Fine tuning periodic jobs for jails and directing their output to log files

J

jmpalacios

Hi everyone,

I'm on a quest to fine tune the configuration of a few jails I'm running, and one thing I'd like to do is disable periodic(8) jobs that are either undesired and/or redundant for jails, and to get all of the remaining output sent to log files, rather than being delivered by mail.

Below is my /usr/local/etc/periodic.conf configuration, where, as you can see, I configure daily_output, daily_status_security_output, weekly_output, weekly_status_security_output, monthly_output, and monthly_status_security_output to go to files. Also, I'm keeping the daily_status_security_inline, weekly_status_security_inline, and monthly_status_security_inline variables at their "NO" defaults. Yet, however, I'm still seeing mail files being generated in /var/spool/clientmqueue with job reports after nightly periodic runs, so I'm wondering if there's something obvious I'm missing, or if what I want is simply not possible.
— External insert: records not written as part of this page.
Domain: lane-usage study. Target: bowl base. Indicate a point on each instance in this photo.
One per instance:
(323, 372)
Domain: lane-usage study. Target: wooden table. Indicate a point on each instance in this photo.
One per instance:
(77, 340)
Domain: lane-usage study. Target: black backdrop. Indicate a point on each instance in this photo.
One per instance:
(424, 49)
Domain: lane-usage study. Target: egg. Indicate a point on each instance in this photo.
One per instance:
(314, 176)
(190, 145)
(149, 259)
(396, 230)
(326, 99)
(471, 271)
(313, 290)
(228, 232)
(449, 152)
Thanks in advance for any help!

sh: 
# Output to log files which are rotated by default:
daily_output="/var/log/daily.log"
daily_status_security_output="/var/log/daily.log"
weekly_output="/var/log/weekly.log"
weekly_status_security_output="/var/log/weekly.log"
monthly_output="/var/log/monthly.log"
monthly_status_security_output="/var/log/monthly.log"
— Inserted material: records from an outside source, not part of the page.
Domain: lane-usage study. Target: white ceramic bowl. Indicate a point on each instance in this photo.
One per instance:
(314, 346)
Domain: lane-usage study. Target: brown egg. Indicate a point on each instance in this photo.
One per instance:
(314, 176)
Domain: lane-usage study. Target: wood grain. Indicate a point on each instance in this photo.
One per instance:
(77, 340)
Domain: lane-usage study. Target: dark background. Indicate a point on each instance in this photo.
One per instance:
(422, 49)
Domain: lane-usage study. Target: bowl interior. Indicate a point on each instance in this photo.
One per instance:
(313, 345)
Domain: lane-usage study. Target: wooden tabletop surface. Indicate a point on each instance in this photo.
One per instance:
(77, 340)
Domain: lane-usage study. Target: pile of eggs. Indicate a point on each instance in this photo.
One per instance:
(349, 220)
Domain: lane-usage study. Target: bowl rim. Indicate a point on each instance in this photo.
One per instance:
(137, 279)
# No output for successful script runs:
daily_show_success="NO"
weekly_show_success="NO"
monthly_show_success="NO"
security_show_success="NO"

# Disabled daily scripts:
daily_accounting_enable="NO"
daily_backup_aliases_enable="NO"
daily_backup_efi_enable="NO"
daily_backup_gmirror_enable="NO"
daily_backup_gpart_enable="NO"
daily_backup_zfs_enable="NO"
daily_backup_zfs_props_enable="NO"
daily_calendar_enable="NO"
daily_clean_disks_enable="NO"
daily_clean_hoststat_enable="NO"
daily_clean_preserve_enable="NO"
daily_clean_rwho_enable="NO"
daily_clean_tmps_enable="NO"
daily_news_expire_enable="NO"
daily_queuerun_enable="NO"
daily_scrub_zfs_enable="NO"
daily_status_disks_enable="NO"
daily_status_gconcat_enable="NO"
daily_status_gmirror_enable="NO"
daily_status_graid3_enable="NO"
daily_status_gstripe_enable="NO"
daily_status_include_submit_mailq="NO"
daily_status_mail_rejects_enable="NO"
daily_status_mailq_enable="NO"
daily_status_mfi_enable="NO"
daily_status_network_enable="NO"
daily_status_ntpd_enable="NO"
daily_status_world_kernel="NO"
daily_status_zfs_enable="NO"
daily_status_zfs_zpool_list_enable="NO"
daily_submit_queuerun="NO"

# Enabled daily scripts:
daily_backup_passwd_enable="YES"
daily_clean_msgs_enable="YES"
daily_status_security_enable="YES"

# Disabled weekly scripts:
weekly_locate_enable="NO"
weekly_noid_enable="NO"
weekly_whatis_enable="NO"

# Enabled weekly scripts:
weekly_status_pkg_enable="YES"
weekly_status_security_enable="YES"

# Enabled monthly scripts:
monthly_accounting_enable="YES"
monthly_status_security_enable="YES"

# Disabled security scripts:
security_status_chkmounts_enable="NO"
security_status_chkportsum_enable="NO"
security_status_chksetuid_enable="NO"
security_status_ipfdenied_enable="NO"
security_status_ipfwdenied_enable="NO"
security_status_ipfwlimit_enable="NO"
security_status_kernelmsg_enable="NO"
security_status_logincheck_enable="NO"
security_status_loginfail_enable="NO"
security_status_neggrpperm_enable="NO"
security_status_pfdenied_enable="NO"
security_status_tcpwrap_enable="NO"

# Enabled security scripts:
security_status_chkuid0_enable="YES"
security_status_chkuid0_period="daily"
security_status_passwdless_enable="YES"
security_status_passwdless_period="daily"
 
kjeacle said:
In case this is the something obvious that you're missing: is this periodic.conf on both the jailhost and all of the jails? Do you see mail activity on the jailhost or the jails?
Click to expand...
This is /usr/local/etc/periodic.conf on all of the jails, and they're all generating periodic output, e.g. "Checking for passwordless accounts:", to clientmqueue files.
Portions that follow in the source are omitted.